Siegen. .
Psychodelische Stimmgeräusche, zuerst im Countertenor-Bereich, dann hinuntergleitend zum tiefen Bariton. Einen ungewöhnlicheren Auftakt zu einer Lesung haben selbst routinierte Theaterbesucher noch nie gehört. Plötzlich ein markerschütternder Schrei. Norman Bates tritt auf. Das Kopfkino kann beginnen.
Bekannter Mord der Filmgeschichte
Alfred Hitchcocks Meisterwerk „Psycho“ hat, seit der Film 1960 uraufgeführt wurde, noch jeden Cineasten gefesselt. Vor allem durch den Hauptdarsteller Anthony Perkins, der dem Psychopaten Norman Bates und seinem Doppelleben mehr als Fleisch und Blut gibt. Bates hat vor Jahren seine Mutter getötet. Die hing in krankhafter Liebe an ihrem Sohn, sah in jeder jungen Frau eine Rivalin, die es auszuschalten galt. Doch in Wirklichkeit hat sie ihn sein Leben lang bevormundet und gedemütigt: „Du bist ein Muttersöhnchen und Hosenscheißer – und impotent!“
Doch nun sitzt Mutter mumifiziert im Obstkeller. Von Zeit zu Zeit zieht Bates ihre Kleider an, spricht mit ihrer Stimme und handelt in ihrem Sinne: Indem er mordet. Seine Opfer sind junge Frauen, die sich zu seinem abgelegenen Motel verirren und von denen er weiß, dass sie dort keiner vermutet.
Sein letztes Opfer ist Mary. Sie nimmt ein Zimmer für sieben Dollar die Nacht. Sicherlich nicht ihr Traum und statt Badewanne eine Dusche mit Plastikvorhang. Doch sie hat keine Wahl, sie ist auf der Flucht. Mary durchschaut Bates und seine tiefen Mutter- und Schuldkomplexe. Und das ist ihr Todesurteil. Das Badezimmer wird Schauplatz eines der bekanntesten Morde der Filmgeschichte. Am Ende entlarvt sich Bates selbst. Er gibt sein Doppelleben auf und wird ein wimmerndes Häuflein Elend, das den Rest seines Lebens eingesperrt verbringt. Ein Alptraum, 1960 in den Kinosälen, 2015 im Apollo-Theater, ist zu Ende.
Erschreckend realistisch
Es sind also große Spuren, in die Matthias Brandt mit der Lesung des Romans von Robert Bloch tritt, der dem Film zur Vorlage wurde. Doch Brandt, einer der profiliertesten Charaktere des deutschen Films, Fernsehens und Theaters, zeigt von der ersten Sekunde an, dass er diese Aufgabe mit Bravour meistert. Er versucht gar nicht erst, Anthony Perkins und dessen melancholisch-irren Blick zu kopieren. Er interpretiert den Text und spielt Bates, so wie er ihn sieht, manchmal auch mit augenzwinkernder ironischer Distanz. Selten ist Psychopathie auf der Bühne so erschreckend realistisch und verstörend dargestellt worden wie von Matthias Brandt und seinem kongenialen Pianisten und Stimmkünstler Jens Thomas.

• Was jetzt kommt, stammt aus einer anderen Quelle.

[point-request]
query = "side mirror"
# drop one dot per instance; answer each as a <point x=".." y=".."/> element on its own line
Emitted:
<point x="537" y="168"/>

Selbst, als gefühlt drei Minuten auf der Bühne nichts passiert (die Akteure schlafen wie Bates, der von seiner Mutter träumt), ist atemlose Stille im Saal, die durch einen erschreckenden Schrei und atonale Tonkaskaden des Flügels jäh zerrissen wird.
Stehende Ovationen belohnen zwei Künstler und ihre außergewöhnliche Leistung. Und die bedanken sich mit einer Zugabe, ebenso passend wie megaschräg anmoderiert: „Im Obstkeller von Norman Bates befand sich neben seiner Mutter außerdem ein Musikarchiv, dessen sich ACDC bedient hat.“ Daher die passende Zugabe: Der Rockklassiker „Highway to Hell“ als morbide Psycho-Ballade.